Il y a d'abord eu une épreuve d'arithmétique puis une d'histoire ou géographie. Elle se rappelle encore de l'épreuve de récitation : elle a récité le Moulin d'Alphonse DAUDET. Pour l'épreuve de chant, elle a interprété le Printemps.

Sept filles sur 8 l'ont obtenu cette année-là (1926) : 2 filles de 14 ans, 2 de 13 ans et 4 âgées de 12 ans. L'une d'elles a eu une mention. Les filles de l'école du bourg ne sont même pas allées à l'oral. Corentine était la benjamine de cette promotion. Elle a reçu des félicitations et a été présentée à l'inspecteur.

Les vacances

Les vacances d'été duraient du 31 juillet au 1er octobre.

Celles de Toussaint duraient 2 jours, celles de Noël, 15 jours, celles de Pâques, 15 jours. Pendant ces vacances, Corentine aidait ses parents.

Après l'école

La maîtresse aurait voulu que Corentine continue. Mais elle a quitté l'école à 12 ans et demi, non sans déception. Henriette STERVINOU a continué jusqu'au brevet supérieur.
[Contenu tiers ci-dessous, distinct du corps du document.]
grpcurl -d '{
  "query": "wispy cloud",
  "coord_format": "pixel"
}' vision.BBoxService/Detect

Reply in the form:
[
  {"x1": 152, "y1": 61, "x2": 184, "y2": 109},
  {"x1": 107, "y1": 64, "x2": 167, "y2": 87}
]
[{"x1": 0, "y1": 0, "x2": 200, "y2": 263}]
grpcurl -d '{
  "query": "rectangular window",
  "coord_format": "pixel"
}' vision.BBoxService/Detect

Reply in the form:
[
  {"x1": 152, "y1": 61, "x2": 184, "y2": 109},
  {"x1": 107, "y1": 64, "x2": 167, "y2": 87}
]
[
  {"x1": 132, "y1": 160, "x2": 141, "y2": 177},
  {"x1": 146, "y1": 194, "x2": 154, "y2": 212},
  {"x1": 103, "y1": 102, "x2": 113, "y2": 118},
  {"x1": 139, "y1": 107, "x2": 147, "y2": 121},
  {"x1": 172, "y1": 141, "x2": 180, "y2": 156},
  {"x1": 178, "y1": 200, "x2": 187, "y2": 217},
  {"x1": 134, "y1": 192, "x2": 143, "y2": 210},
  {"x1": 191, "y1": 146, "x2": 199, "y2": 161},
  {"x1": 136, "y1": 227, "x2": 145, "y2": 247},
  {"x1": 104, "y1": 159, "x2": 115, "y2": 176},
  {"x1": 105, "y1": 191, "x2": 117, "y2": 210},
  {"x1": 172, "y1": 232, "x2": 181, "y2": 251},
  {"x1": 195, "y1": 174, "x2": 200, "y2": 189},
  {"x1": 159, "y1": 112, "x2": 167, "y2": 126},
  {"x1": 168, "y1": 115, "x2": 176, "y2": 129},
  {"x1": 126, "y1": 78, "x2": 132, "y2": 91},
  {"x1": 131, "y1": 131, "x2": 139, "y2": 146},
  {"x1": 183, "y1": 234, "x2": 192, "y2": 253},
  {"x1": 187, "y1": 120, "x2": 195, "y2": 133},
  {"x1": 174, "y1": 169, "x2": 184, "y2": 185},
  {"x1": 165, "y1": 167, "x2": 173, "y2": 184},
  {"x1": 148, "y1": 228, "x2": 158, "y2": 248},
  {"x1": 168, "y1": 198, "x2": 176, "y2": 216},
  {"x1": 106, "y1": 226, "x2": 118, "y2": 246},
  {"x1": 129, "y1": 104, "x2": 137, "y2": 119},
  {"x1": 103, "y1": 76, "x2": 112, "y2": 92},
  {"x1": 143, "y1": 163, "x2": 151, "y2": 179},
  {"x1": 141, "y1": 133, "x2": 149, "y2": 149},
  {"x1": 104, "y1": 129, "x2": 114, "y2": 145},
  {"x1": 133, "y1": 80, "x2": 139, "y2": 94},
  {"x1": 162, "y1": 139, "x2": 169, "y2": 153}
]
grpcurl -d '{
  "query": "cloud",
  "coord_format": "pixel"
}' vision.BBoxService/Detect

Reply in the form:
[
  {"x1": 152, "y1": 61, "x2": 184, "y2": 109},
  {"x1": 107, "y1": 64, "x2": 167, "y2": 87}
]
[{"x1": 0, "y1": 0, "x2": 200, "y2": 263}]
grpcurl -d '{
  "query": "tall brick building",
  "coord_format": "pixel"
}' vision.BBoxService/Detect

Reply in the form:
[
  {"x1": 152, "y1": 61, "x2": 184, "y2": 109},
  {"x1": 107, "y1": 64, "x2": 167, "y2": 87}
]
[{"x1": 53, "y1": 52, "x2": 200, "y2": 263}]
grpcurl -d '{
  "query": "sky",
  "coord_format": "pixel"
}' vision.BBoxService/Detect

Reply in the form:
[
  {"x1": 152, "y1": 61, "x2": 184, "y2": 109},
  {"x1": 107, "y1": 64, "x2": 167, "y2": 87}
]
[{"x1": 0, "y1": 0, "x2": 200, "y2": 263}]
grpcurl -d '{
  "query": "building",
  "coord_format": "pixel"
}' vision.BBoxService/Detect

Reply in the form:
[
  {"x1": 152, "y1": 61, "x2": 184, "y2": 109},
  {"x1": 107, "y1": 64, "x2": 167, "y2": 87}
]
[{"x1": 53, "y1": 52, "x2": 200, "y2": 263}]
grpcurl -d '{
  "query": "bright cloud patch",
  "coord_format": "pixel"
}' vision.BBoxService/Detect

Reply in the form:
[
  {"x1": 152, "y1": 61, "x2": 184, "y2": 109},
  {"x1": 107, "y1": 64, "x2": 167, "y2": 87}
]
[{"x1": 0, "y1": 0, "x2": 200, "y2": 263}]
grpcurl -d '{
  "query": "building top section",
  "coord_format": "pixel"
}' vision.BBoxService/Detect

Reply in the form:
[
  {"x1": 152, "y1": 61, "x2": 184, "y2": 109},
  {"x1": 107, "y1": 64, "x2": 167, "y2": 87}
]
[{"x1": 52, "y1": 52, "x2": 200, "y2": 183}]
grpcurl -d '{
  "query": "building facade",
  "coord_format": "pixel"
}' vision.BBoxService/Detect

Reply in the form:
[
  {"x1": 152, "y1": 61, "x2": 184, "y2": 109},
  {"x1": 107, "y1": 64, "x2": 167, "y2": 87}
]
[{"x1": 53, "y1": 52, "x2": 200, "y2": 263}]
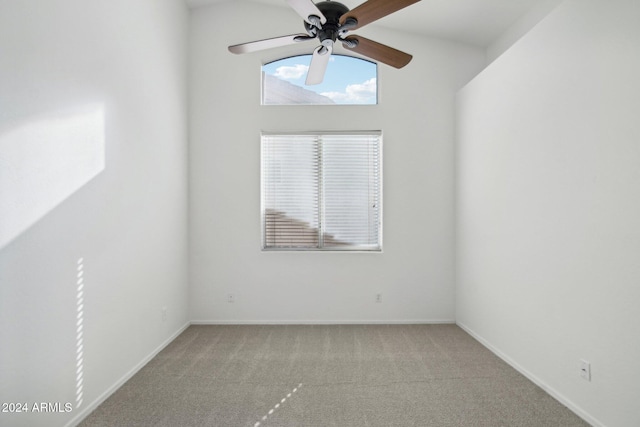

Ses frères et soeurs plus jeunes ont fréquenté, eux, l'école privée, construite en 1928 et 29. Corentine n'a pas tellement hésité à choisir son métier : les employées gagnaient peu à l'époque, elle n'était pas attirée par le métier d'institutrice [2]et se disait que dans les fermes il y avait toujours du travail. C'est donc cette voie-là qu'elle a choisie.


Notes :

  1. Elle avait en effet gardé ses cahiers et ses livres d'école, mais seuls les livres ont été brûlés lors du réaménagement à Pennarun, les cahiers sont conservés dans la famille. [Ref.↑]
  2. Il se trouve qu'elle rêvait d'être professeur. Etant reçue au lycée Brizeux, elle a touché son rêve du doigt, mais ses parents ont préféré qu'elle reste les aider à la ferme. Cela a été pour elle une immense déception à tel point qu'elle en parle chaque fois que ses proches vont la voir, plus de 80 ans après. [Ref.↑]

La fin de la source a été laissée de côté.